He trudges through the snow in the direction of the copse of trees that invariably gets used as the base camp/aid station/check-in point no matter what the exercise or season. There's an equipment shed there, padlocked with a combination lock. They don't keep anything really useful here, even less that will be useful to him right now, but there might be something. If the exercises are still going on, there'll be gear kept there to avoid having to drag it to and from Atlantis with each rotation. The warming station will be up, if not functional, and extra cold-weather gear.

The warming station is not set up; there is nothing there but the shed and the shitters. He uses the latter, then goes to the former. Every marine knows the combination to the shed, so he enters and takes a look around.

There's a couple of boxes of MREs. There's a rucksack with two torn compartments, but everything else is fine. There's a first-aid kit and a [bivvy sack](http://en.wikipedia.org/wiki/Bivouac_sack) that smells of mildew. There are tools to give his knives a proper sharpening and, praise be, a ka-bar. There's sanding paper so he can file down his escrima sticks. There's paper and pencils, which are a godsend, but that's it as far as what he might need. They don't keep firearms out here, not even flare guns, and, because of an incident during the first few months of the expedition, there are no radios or GDOs.

He moves his kit over to the ruck, sharpens his knives, pops a couple of the aspirin, and ratfucks the MRE box after eating an entire one first.

Then he sits down and writes a letter to Colonel Sheppard.

He doesn't know what to say and he does. He tells Sheppard what's been done to him, why he can't just follow the standard protocol for anyone who finds themselves alone and separated from the city. He admits to not knowing what became of his platoon or what happened that day, of not being able to track time, of not knowing where to go next if he can't stay here. He tells Sheppard that if the worst should come to pass, his death letter's in his footlocker and please tell his mother that this was all his own choice.

He's crying again, but he ignores it except to blow his nose.

He folds the paper, writes his name and serial number on the outside in waterproof marker, and duct tapes it to one of the neon rubber balls they use for scavenger hunts.

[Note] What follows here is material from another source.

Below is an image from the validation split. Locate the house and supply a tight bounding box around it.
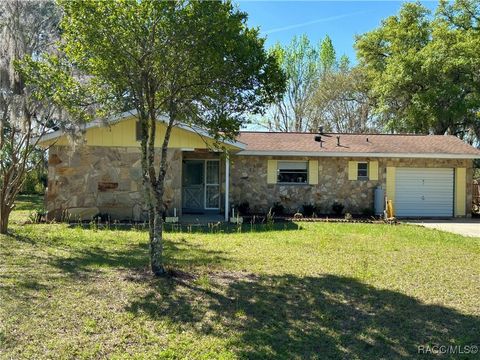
[41,113,480,221]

He trudges back to the gate, carrying the ruck (which hurts like a motherfucker pressing against the wound in his back), and dials Ipetia, gently tossing the ball through once he gets a wormhole.

He'll wait here as long as he can; if he's really lucky, someone on Ipetia will find the ball straight away, recognize the nature of the message, and call Atlantis -- Ipetia has radios -- and it'll be a matter of hours until someone's coming here to rescue him. Even if it takes a few days, he can manage. He's trained for worse.

Three days later, he's asleep in the shed, curled up awkwardly in the smelly fartsack, when he hears noises outside. Footfalls in the snow. They're moving quietly, which doesn't mean anything, but they're not calling his name, which probably does. He slips out of the bag, boots already on, and pulls out the ka-bar and the longer of the two other knives.

He doesn't feel a thing as he kills his first three Wraith. He knows he's got his own wounds, that he's going to be bruised to hell tomorrow and that as soon as the adrenalin fades, his back's going to be screaming. But right now, he doesn't feel anything, physically or emotionally. He's numb as he searches their bodies, picking up one of the stunners, folds up the bivvy sack, grabs his ruck, and begins to run.

* * *

He thinks of Ronon a lot, usually in the context of What Would Ronon Do?, but sometimes in the context of what became of him by the end of it and whether that will be a better or worse fate than his own. Also, he's pretty impressed that Ronon was able to keep track of how long he was running because AJ has lost all track of time. Days and weeks and months lose meaning when it's a sultry summer night on one world and a bitter winter day on the next. He can tell that his clothes are getting ragged and he's lost weight, but those aren't reliable indicators of anything but the existence he now leads.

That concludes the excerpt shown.